Cade Lamb interviewed former Rep. Madison Cawthorn (R-NC), who pushed the right-wing myth that only 3% of colonists fought against the British in the U.S. war for independence.
Cawthorn described a painting in the U.S. Capitol rotunda, claiming “the reason they painted this, I believe, is because when you think about it, only 3% of the actual population of the colonies actually rose up and agreed to fight against England in that time.” Those numbers are much too low, but they form the basis of the right-wing “Three Percenter” ideology, a subset of the broader anti-government militia movement.
“I just love the idea to remind people that that small force, that small 3% of our colony was able to defeat and fight a war of attrition that ultimately led to our breaking of our chains from this English empire,” Cawthorn added.

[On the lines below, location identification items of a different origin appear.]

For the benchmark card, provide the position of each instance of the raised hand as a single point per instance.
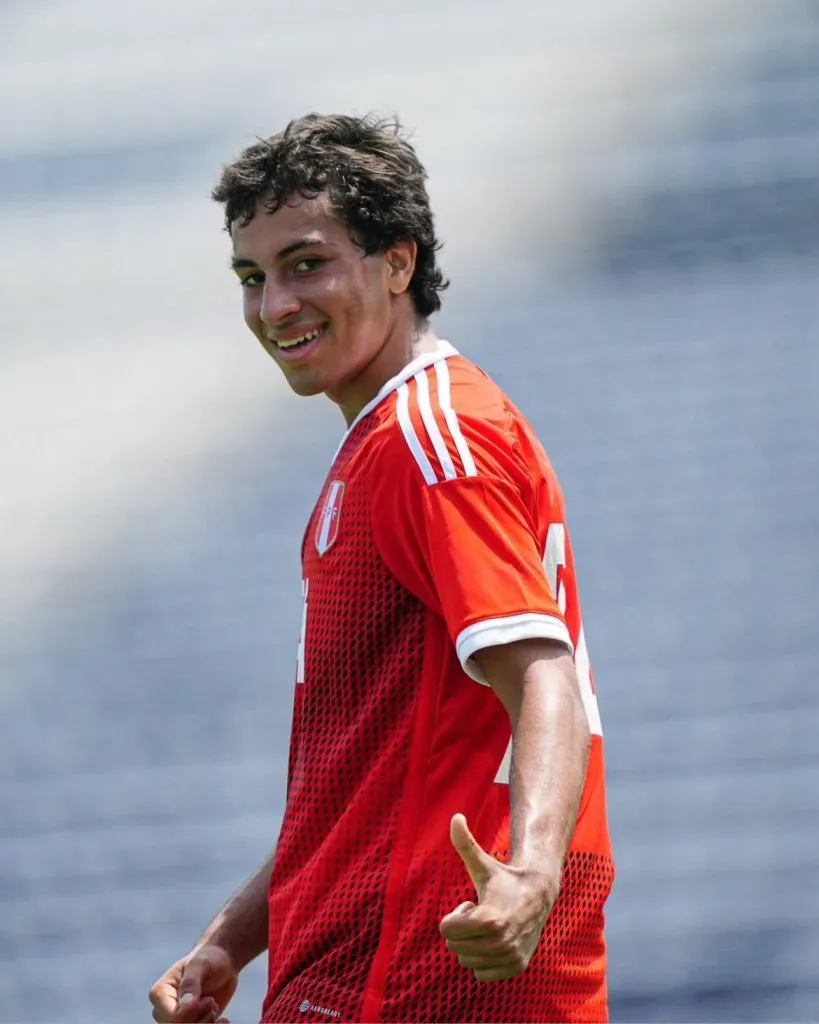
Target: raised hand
(497, 936)
(197, 989)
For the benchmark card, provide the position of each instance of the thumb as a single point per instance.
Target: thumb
(477, 862)
(190, 982)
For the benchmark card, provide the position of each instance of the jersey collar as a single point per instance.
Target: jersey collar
(443, 351)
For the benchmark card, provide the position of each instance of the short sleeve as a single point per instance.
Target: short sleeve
(464, 539)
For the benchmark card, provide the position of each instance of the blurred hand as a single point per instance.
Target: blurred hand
(497, 937)
(197, 988)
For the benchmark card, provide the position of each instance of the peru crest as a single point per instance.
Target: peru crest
(327, 528)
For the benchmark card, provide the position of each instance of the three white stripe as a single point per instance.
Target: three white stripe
(433, 430)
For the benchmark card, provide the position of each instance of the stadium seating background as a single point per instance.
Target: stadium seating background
(151, 595)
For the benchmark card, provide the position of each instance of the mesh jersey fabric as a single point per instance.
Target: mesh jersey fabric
(440, 530)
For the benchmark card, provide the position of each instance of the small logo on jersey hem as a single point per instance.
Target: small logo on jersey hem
(328, 527)
(305, 1007)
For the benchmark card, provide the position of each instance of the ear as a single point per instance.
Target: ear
(400, 265)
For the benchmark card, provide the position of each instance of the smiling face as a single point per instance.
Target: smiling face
(335, 320)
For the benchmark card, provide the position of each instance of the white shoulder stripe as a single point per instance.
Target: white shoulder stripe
(434, 431)
(445, 401)
(442, 461)
(408, 431)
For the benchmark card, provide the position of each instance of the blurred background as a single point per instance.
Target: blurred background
(629, 193)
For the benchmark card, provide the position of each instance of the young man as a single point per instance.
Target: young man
(444, 853)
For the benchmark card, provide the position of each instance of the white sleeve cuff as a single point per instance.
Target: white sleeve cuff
(497, 632)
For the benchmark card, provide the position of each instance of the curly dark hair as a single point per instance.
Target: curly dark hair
(375, 182)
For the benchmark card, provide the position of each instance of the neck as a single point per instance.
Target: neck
(395, 353)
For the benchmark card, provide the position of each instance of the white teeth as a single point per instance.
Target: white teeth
(292, 342)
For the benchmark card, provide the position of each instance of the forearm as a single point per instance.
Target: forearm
(241, 927)
(550, 752)
(535, 681)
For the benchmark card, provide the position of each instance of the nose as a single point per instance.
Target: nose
(277, 303)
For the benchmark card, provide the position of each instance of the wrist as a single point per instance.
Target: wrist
(541, 879)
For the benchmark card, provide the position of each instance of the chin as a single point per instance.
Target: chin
(305, 388)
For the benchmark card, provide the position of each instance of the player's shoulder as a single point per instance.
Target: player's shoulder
(449, 420)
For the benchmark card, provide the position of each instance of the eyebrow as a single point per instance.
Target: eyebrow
(240, 263)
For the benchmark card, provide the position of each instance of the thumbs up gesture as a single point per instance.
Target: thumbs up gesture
(497, 937)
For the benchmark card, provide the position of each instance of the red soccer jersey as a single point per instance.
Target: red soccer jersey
(440, 530)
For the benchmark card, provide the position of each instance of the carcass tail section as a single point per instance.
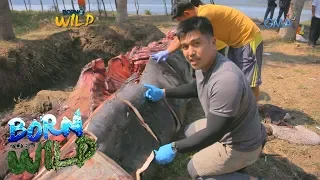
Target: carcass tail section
(98, 167)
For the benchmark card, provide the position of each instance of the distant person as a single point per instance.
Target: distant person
(82, 5)
(284, 6)
(315, 23)
(231, 136)
(232, 27)
(221, 46)
(270, 9)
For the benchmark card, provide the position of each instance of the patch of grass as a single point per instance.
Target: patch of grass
(147, 12)
(177, 169)
(26, 21)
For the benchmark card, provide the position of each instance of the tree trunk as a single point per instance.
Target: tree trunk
(25, 4)
(122, 13)
(136, 4)
(72, 4)
(104, 7)
(111, 8)
(6, 29)
(11, 5)
(64, 6)
(165, 7)
(89, 5)
(98, 3)
(57, 6)
(294, 14)
(29, 2)
(41, 5)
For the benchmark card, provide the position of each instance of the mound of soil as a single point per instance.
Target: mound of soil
(58, 58)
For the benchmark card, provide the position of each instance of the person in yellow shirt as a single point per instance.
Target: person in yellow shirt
(231, 27)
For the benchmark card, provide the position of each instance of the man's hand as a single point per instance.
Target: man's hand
(160, 56)
(153, 93)
(165, 154)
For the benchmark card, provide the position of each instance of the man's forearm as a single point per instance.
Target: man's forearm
(183, 91)
(174, 45)
(216, 128)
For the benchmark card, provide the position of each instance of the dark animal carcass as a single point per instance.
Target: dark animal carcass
(127, 127)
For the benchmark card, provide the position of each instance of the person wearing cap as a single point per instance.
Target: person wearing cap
(232, 27)
(231, 137)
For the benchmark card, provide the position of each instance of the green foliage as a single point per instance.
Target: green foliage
(147, 12)
(25, 21)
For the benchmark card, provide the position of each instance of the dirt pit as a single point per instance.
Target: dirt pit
(41, 59)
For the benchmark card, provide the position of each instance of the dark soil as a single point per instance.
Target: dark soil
(29, 66)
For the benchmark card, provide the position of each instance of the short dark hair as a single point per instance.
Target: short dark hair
(179, 6)
(197, 23)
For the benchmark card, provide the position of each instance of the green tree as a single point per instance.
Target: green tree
(6, 28)
(294, 14)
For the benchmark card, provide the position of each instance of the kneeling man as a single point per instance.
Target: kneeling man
(231, 136)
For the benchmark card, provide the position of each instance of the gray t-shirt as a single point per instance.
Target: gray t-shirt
(224, 91)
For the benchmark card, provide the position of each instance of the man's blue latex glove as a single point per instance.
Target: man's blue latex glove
(153, 93)
(165, 154)
(160, 56)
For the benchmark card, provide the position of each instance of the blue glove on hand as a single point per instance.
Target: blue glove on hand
(165, 154)
(160, 56)
(153, 93)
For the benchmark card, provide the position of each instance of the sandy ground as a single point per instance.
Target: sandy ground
(291, 80)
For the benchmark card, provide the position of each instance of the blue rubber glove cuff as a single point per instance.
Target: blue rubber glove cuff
(160, 56)
(153, 93)
(165, 154)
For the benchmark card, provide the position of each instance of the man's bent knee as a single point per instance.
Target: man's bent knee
(256, 92)
(192, 170)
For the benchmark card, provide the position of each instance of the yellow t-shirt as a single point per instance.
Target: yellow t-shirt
(229, 25)
(220, 45)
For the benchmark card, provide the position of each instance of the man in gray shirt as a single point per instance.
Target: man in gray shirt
(231, 136)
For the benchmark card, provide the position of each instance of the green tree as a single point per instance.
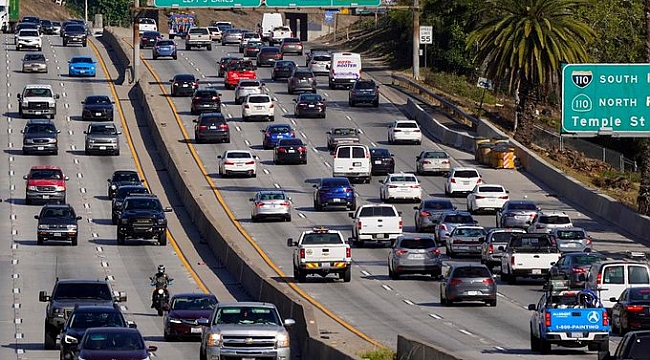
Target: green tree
(525, 42)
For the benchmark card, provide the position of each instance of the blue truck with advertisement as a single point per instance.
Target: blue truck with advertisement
(568, 318)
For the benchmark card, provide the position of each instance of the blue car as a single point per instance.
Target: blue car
(82, 66)
(164, 48)
(334, 191)
(275, 132)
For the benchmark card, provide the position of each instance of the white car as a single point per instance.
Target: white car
(29, 38)
(487, 197)
(400, 187)
(258, 106)
(237, 162)
(432, 162)
(462, 180)
(247, 87)
(401, 131)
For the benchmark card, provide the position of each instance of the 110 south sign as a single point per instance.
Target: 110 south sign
(606, 98)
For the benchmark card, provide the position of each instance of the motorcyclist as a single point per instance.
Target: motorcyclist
(160, 280)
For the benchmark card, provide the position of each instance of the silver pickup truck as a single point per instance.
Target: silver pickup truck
(198, 37)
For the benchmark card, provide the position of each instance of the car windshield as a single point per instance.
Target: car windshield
(121, 341)
(85, 320)
(97, 100)
(471, 272)
(417, 243)
(194, 303)
(57, 213)
(247, 315)
(34, 57)
(40, 129)
(142, 204)
(238, 155)
(77, 60)
(44, 174)
(95, 291)
(102, 130)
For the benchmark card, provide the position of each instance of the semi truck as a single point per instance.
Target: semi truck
(9, 15)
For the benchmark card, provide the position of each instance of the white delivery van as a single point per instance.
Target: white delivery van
(609, 278)
(269, 22)
(345, 69)
(352, 161)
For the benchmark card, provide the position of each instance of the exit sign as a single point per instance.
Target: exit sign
(606, 99)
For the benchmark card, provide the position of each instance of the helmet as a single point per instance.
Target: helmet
(588, 298)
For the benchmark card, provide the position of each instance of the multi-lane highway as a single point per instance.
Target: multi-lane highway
(376, 305)
(27, 268)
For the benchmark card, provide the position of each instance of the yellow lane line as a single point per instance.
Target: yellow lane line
(238, 225)
(129, 139)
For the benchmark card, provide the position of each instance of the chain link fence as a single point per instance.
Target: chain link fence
(549, 140)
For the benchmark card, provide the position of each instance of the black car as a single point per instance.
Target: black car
(69, 293)
(75, 34)
(310, 105)
(97, 107)
(148, 39)
(211, 127)
(631, 310)
(120, 178)
(205, 100)
(113, 343)
(57, 222)
(282, 69)
(381, 161)
(122, 192)
(224, 62)
(268, 55)
(183, 84)
(46, 27)
(364, 92)
(142, 216)
(290, 151)
(574, 267)
(85, 317)
(40, 136)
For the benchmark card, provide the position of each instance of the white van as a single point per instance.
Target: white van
(609, 278)
(352, 161)
(345, 69)
(269, 22)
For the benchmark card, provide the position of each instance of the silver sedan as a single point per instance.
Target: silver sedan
(271, 204)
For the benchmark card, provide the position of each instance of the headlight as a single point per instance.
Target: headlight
(70, 339)
(215, 340)
(282, 340)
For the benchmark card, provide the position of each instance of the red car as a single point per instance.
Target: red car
(45, 183)
(239, 71)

In another rambling episode, Cade Lamb interviewed Morgan Zegers, who hosts a podcast on the Salem Radio Network and founded Young Americans Against Socialism. Zegers claimed that increased identification with LGBTQ identities among young people was a “fad,” which she compared with social pressure toward disordered eating.
“Bulimia, anorexia, eating disorders used to be the thing, that was when we were kids and that was the whole fad at the time, and young impressionable minds were falling into it,” Zeger said. “And now it has become the gender spectrum.”

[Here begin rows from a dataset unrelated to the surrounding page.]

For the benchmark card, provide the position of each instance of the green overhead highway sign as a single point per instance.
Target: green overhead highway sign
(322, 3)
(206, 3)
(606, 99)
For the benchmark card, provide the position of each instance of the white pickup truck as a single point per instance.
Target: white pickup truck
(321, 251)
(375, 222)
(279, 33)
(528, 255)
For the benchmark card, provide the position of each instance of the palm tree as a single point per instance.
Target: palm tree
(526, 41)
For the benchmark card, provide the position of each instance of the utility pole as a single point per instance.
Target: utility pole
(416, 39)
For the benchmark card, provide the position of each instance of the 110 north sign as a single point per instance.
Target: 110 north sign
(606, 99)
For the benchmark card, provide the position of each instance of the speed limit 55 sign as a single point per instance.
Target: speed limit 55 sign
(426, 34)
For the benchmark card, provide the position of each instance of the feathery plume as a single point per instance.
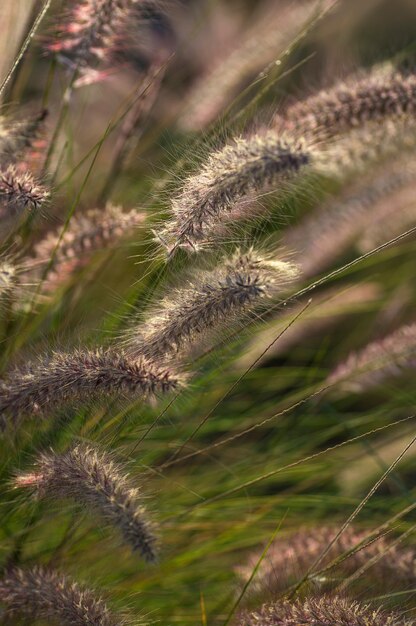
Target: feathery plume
(290, 558)
(386, 358)
(329, 310)
(87, 233)
(396, 219)
(324, 611)
(325, 234)
(265, 39)
(378, 95)
(370, 144)
(216, 297)
(90, 476)
(88, 33)
(19, 191)
(39, 592)
(82, 374)
(8, 277)
(17, 136)
(231, 174)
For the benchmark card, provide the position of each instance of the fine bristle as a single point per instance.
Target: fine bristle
(289, 559)
(376, 96)
(324, 611)
(95, 230)
(19, 191)
(84, 375)
(380, 360)
(215, 298)
(242, 167)
(90, 476)
(47, 594)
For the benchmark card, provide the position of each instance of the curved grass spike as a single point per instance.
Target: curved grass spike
(379, 95)
(19, 191)
(321, 611)
(229, 175)
(62, 378)
(214, 298)
(17, 136)
(91, 477)
(380, 360)
(268, 36)
(88, 31)
(89, 232)
(325, 234)
(48, 594)
(291, 557)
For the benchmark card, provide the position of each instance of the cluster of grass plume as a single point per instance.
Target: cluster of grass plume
(381, 360)
(291, 557)
(90, 476)
(211, 299)
(351, 135)
(80, 376)
(87, 34)
(243, 166)
(325, 611)
(48, 594)
(88, 233)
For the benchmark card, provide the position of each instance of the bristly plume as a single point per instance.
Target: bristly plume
(89, 232)
(324, 235)
(371, 144)
(88, 32)
(47, 594)
(18, 136)
(267, 36)
(19, 191)
(379, 95)
(241, 168)
(8, 280)
(399, 217)
(63, 378)
(91, 477)
(324, 611)
(215, 298)
(288, 559)
(386, 358)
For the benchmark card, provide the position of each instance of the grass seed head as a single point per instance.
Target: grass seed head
(91, 477)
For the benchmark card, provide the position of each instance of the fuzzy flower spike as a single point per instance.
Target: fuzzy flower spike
(90, 476)
(325, 611)
(216, 298)
(88, 33)
(63, 378)
(47, 594)
(241, 168)
(379, 95)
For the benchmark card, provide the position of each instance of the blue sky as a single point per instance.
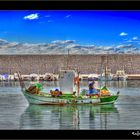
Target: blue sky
(118, 29)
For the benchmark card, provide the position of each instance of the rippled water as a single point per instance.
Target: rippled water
(16, 113)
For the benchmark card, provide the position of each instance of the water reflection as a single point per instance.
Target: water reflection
(67, 117)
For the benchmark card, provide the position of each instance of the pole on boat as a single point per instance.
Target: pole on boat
(78, 85)
(22, 85)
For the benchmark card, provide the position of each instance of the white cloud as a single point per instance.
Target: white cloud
(135, 38)
(68, 16)
(61, 47)
(123, 34)
(31, 16)
(124, 46)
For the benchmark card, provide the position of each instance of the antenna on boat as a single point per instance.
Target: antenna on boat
(22, 84)
(68, 59)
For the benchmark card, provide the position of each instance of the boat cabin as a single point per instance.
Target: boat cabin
(66, 81)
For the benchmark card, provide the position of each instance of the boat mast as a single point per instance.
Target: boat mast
(68, 60)
(106, 69)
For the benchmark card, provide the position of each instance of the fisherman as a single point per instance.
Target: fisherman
(92, 89)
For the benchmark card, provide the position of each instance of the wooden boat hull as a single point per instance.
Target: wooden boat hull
(44, 100)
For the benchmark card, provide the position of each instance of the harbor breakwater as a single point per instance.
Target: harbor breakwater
(86, 64)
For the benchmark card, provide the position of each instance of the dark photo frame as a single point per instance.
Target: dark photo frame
(69, 5)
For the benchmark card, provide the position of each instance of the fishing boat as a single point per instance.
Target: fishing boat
(120, 75)
(70, 93)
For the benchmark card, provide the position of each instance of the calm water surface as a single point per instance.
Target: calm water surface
(16, 113)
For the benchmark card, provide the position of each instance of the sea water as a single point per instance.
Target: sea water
(16, 113)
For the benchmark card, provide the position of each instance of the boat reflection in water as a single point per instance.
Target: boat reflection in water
(68, 117)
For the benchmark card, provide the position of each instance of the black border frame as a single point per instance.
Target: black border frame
(69, 5)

“And when we look more and more into it, I mean, looking at the chemicals that we’re eating, how it's feminizing men and then everything's being normalized,” she continued.
The idea that cis men are being “feminized” is another common trope on the right, whether from an incorrect interpretation of science writing about non-human animals or fears of supposed declining testosterone levels.
Like Sawyer, Zegers sees communist threats where there are none.
“The other thing was that because we won that war, Cold War, against the USSR, we thought we’d defeated communism, when in reality the USSR itself collapsed,” Zegers said. “But the communists inside of America were more stronger than they had ever been.”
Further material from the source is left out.